A 51-year-old male patient
was admitted to our clinic with pleuritic pain in the left hemithorax that
started 10 days ago, palpitations and shortness of breath. It was learned from
her history that she had been diagnosed with Ankylosing Spondylitis for 3 years.
The patient's blood pressure arteriole was 80 / 50mmHg, heart rate 130 / min,
and respiratory rate 22 / min. Laboratory tests were unremarkable. There was
sinus tachycardia on electrocardiography (Figure 1).

Figure
1:
Electrocardiography shows sinus tachycardia.
There was no feature other
than cardiomegaly on chest radiography (Figure 2). In echocardiography, there
was a global 20 mm pericardial effusion in the diastole around the heart. The patient was started on colchicine 0.5 mg 2x1 and nonsteroidal
anti-inflammatory.
Pericardiocentesis
was planned for the patient because of the hemodynamics of the patient.
Seldinger, 6 F sheat, 0.035 guidewire, pigtail catheter and 50 ml injector were
used for this procedure. Pericardiocentesis was applied to the patient.
Pericardial fluid was hemorrhagic (Figure 3).

Figure
2:
Cardiomegaly is seen on chest radiography.

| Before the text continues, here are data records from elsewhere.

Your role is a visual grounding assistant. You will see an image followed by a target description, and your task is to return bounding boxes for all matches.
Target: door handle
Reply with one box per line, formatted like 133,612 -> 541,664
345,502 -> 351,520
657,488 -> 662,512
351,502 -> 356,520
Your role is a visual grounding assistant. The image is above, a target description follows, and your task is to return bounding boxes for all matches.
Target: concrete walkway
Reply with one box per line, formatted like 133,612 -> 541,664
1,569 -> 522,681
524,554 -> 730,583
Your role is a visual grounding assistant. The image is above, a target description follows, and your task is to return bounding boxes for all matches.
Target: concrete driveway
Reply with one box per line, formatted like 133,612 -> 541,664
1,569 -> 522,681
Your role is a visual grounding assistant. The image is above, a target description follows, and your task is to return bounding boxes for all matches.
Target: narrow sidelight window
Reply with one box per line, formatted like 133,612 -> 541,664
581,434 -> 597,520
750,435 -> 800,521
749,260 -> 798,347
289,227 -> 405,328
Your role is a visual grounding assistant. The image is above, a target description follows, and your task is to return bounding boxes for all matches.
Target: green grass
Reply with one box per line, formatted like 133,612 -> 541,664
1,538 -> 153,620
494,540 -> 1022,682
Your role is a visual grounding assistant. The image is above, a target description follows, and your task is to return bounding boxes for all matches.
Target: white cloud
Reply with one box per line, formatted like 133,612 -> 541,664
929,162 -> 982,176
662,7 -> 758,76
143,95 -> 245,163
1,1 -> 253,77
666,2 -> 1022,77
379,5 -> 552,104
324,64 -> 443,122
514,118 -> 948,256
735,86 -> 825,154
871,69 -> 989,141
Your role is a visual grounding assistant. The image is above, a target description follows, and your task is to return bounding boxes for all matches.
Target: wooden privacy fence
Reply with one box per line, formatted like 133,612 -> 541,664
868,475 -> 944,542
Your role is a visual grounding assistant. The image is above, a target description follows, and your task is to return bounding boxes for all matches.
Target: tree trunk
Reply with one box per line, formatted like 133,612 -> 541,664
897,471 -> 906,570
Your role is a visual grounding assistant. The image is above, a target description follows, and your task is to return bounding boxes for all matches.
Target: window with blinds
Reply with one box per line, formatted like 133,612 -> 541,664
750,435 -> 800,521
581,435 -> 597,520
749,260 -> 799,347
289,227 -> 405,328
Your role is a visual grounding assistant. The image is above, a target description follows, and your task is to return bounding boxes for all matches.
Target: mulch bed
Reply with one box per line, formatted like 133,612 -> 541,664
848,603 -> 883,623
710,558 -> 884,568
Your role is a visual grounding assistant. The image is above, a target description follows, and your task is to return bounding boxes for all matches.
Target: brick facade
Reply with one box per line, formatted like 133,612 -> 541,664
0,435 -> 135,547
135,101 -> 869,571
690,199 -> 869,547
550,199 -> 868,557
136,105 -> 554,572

Figure 3: Hemorhagic view of
pericardiocentesis specimen.
After pericardiocentesis
was performed to the patient, a sample of periceal fluid was sent for
diagnostic purposes. Pericardial fluid was evaluated as exudate according to
the results of samples sent from pericardiocentesis fluid. No malignant cell
was detected in the pathology evaluation. Tuberculosis was not detected. The
present pericardial effusion was evaluated to be caused by Ankylosing
Spondylitis. The patient was followed up in our clinic for 10 days. When the
pericardial fluid withdrawn from the daily sheat fell below 50 ml, the sheat
was withdrawn. The patient's clinical condition improved.